Narin Güran’ın amcası S.G, 2 Eylül’de tutuklanmıştı
Diyarbakır’ın merkez Bağlar ilçesinin Tavşantepe Mahallesi’nde 21 Ağustos’ta kaybolan 8 yaşındaki Narin Güran için arama çalışması başlatılmış, Diyarbakır Cumhuriyet Başsavcılığınca yürütülen soruşturma kapsamında gözaltına alınan Tavşantepe Mahallesi Muhtarı ve aynı zamanda Narin Güran’ın amcası S.G, 2 Eylül’de çıkarıldığı nöbetçi sulh ceza hakimliğince tutuklanmıştı.
Diyarbakır Valisi Murat Zorluoğlu, kaybolan Narin Güran’ın 8 Eylül’de kıyafetleriyle Eğertutmaz Deresi kenarında çuval içinde üzeri taşla gizlenmiş vaziyette saat 08.45 sıralarında ölü bulunduğunu açıklamıştı. Zorluoğlu, “İlk bulgulara göre kayıp Narin Güran’ın öldürüldükten sonra bir çuvalın içerisine konulup dere kenarına getirildiği, çuvalla birlikte derenin kenarında suyun içerisine yerleştirildiği, üzerinin ağaç dalları ve taşlarla şüphe uyandırmayacak şekilde ve doğal bir görüntü verilerek kapatıldığı anlaşılmıştır” ifadelerini kullanmıştı.
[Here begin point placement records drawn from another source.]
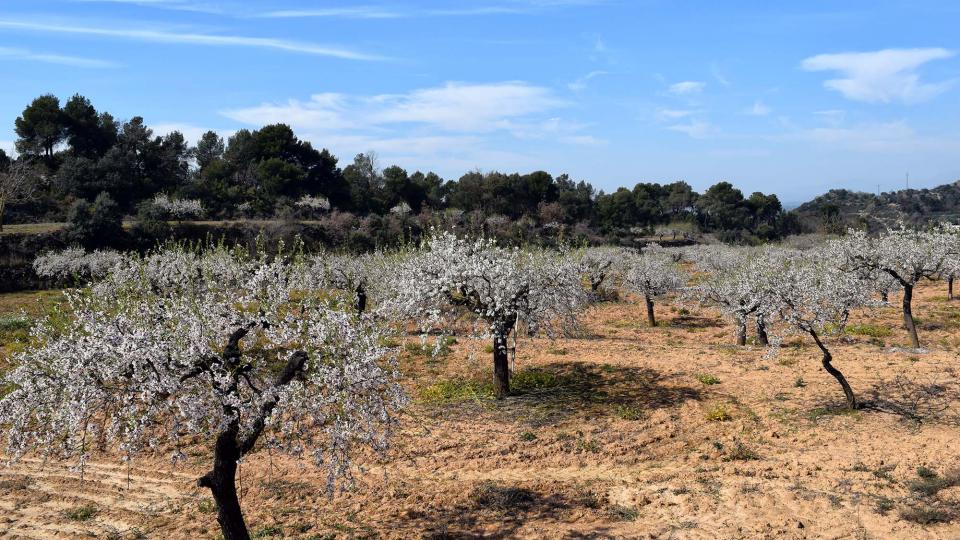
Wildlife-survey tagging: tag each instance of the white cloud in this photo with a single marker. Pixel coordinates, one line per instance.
(877, 138)
(9, 53)
(880, 76)
(450, 128)
(581, 83)
(759, 109)
(687, 87)
(160, 36)
(696, 129)
(357, 12)
(833, 117)
(454, 107)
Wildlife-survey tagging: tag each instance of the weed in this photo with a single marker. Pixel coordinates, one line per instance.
(883, 505)
(501, 498)
(707, 379)
(457, 389)
(718, 413)
(741, 452)
(268, 531)
(930, 483)
(629, 412)
(870, 330)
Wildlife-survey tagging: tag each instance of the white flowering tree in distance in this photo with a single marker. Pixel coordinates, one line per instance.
(499, 286)
(232, 349)
(652, 274)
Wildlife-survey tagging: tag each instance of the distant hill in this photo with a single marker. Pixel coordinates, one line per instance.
(838, 209)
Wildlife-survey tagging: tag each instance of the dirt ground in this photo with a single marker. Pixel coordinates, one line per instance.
(624, 431)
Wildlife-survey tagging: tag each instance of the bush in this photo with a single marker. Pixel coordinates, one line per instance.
(95, 225)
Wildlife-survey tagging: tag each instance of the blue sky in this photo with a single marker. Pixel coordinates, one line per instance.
(794, 99)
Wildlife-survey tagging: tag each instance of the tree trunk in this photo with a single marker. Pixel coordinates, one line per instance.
(908, 315)
(501, 365)
(361, 303)
(222, 483)
(828, 366)
(762, 331)
(742, 333)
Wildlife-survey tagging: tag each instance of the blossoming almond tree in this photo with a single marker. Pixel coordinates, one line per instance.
(652, 274)
(178, 345)
(809, 295)
(906, 255)
(738, 285)
(499, 286)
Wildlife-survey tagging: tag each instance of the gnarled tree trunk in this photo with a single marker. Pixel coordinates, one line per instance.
(828, 366)
(361, 303)
(501, 365)
(741, 332)
(908, 316)
(762, 331)
(221, 480)
(651, 317)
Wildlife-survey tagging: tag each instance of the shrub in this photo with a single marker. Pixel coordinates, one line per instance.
(707, 379)
(718, 413)
(94, 225)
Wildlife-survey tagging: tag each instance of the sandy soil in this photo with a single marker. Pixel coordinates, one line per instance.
(624, 438)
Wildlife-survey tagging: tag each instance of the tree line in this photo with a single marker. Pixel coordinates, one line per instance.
(81, 155)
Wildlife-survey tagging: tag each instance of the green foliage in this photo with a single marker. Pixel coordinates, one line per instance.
(868, 330)
(454, 390)
(718, 413)
(707, 379)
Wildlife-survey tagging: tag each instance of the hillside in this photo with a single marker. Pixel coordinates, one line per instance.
(841, 208)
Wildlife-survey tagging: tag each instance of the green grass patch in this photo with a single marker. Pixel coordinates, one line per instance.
(718, 413)
(707, 379)
(456, 389)
(629, 412)
(430, 349)
(871, 330)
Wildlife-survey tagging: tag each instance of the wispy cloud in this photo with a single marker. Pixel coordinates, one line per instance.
(687, 87)
(160, 36)
(673, 114)
(696, 129)
(581, 83)
(387, 11)
(177, 5)
(880, 76)
(454, 107)
(759, 109)
(11, 53)
(355, 12)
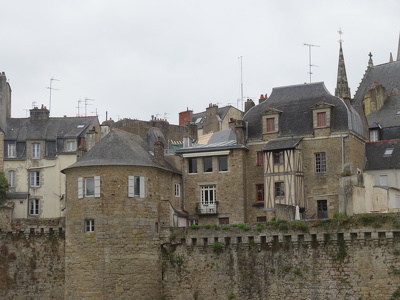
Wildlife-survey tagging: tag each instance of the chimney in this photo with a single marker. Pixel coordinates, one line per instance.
(262, 98)
(248, 104)
(240, 131)
(39, 114)
(185, 117)
(159, 152)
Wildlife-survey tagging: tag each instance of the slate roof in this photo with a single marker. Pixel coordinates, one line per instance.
(120, 148)
(22, 129)
(281, 144)
(220, 140)
(200, 117)
(387, 74)
(376, 158)
(295, 102)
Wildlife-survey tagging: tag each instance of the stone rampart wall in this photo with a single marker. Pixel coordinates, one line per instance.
(253, 264)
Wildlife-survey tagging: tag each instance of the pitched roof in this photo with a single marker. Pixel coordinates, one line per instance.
(376, 159)
(386, 74)
(120, 148)
(296, 118)
(22, 129)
Arama çalışmalarına göstermelik olarak katılmışlar
Gözaltına alınan 24 şüpheliden N.B, jandarmadaki ifadesinde amca S.G’ın kendisinden, küçük çocuğun cansız bedenini 200 bin lira karşılığında dereye bırakmasını istediğini öne sürmüştü.
Sıvacılık yaptığını, evlerinin şebeke suyunda kesinti olduğunu, yardım istemek için muhtar S.G’ı aradığını belirten N.B, şu beyanlarda bulunmuştu:
“Evimden aracımla çıktım. Arkamdan beyaz renkli bir araçla S.G’ın geldiğini gördüm. Bu yer mezarlıktan Tavşantepe Mahallesi’ne doğru çıkan parke döşeli köyün iç yolu. S.G. korna çaldı, selektör yaptı. Bana içme suyu ile ilgili bir şey söyleyeceğini düşünerek bekledim. S.G. aracından inerek aracıma doğru geldi. Ben de araçtan indim. S.G. bana eliyle aracın ön yolcu koltuğunda bulunan battaniyeye sarılı bir şeyi göstererek, ‘Bunu yok edeceksin’ dedi. Ben de gösterdiği şeyin yanına yaklaştım ve bakınca battaniyeye sarılı hareketsiz yatan insan olduğunu anlayınca şaşırdım ve tereddüt ettim. S.G. ‘Aileni iyi düşün. Sana 200 bin lira veririm. Aracında torba var mı?’ dedi. Aracımın bagajından rengini hatırlamadığım bir çuval çıkartarak verdim. Battaniyeye sarılı çocuğu alıp, çuvalın içerisine birlikte koyduk. Çocuğun üzerinde siyah tişört ve şort ile üzerinde asılı bir küçük çanta vardı. Çocuğu torbaya koyduğumuz esnada sağ kulağının arkasında boyun bölgesinde bir kızarıklık vardı. Çuvala çocuğu yerleştirdikten sonra çuvalı, ağzını orada bağlamadan aracımın arka koltuğunun önündeki ayak paspasının olduğu yere koydum. Muhtar S.G. oradan ayrılmadan önce ‘göl’ diye tabir ettiğimiz Eğertutmaz Deresi’ne doğru götür diyerek eliyle orayı işaret etti. Yolda giderken ben pişmanlık duydum ancak aldığım şeyden de kurtulmam gerektiğini düşündüm. Aracımı derenin kenarında durdurdum, çuvalı aracımdan aldım, çocuğun tüm vücudu çuvala sığmıştı. Çocuğun ayağının kesik olup olmadığını hatırlamıyorum çünkü çok telaşlıydım, çevrede ip aradım. Bulamayınca çocuğun çantasının ipi aklıma geldi ve çantanın ipini sökerek çuvalın ağzını bağladım ve ağacın yanında çok derin olmayan bir yer buldum, burada biraz su vardı. Bu alana çuvalı bıraktım ki çuval birisi tarafından bulunur diye düşünerek üzerine bir de taş koydum. Taşın büyüklüğü yaklaşık 15-20 kilogram civarındaydı.”
N.B, S.G’ın her gün göstermelik olarak arama faaliyetlerine katıldığını belirterek, “Narin Güran’ı arama faaliyetine katıldım. Muhtar S.G. jandarma ekipleriyle hiçbir şey olmamış gibi arama yapıyordu hatta kanalın içine girerek arama yaptığını gördüm” ifadelerini kullanmıştı.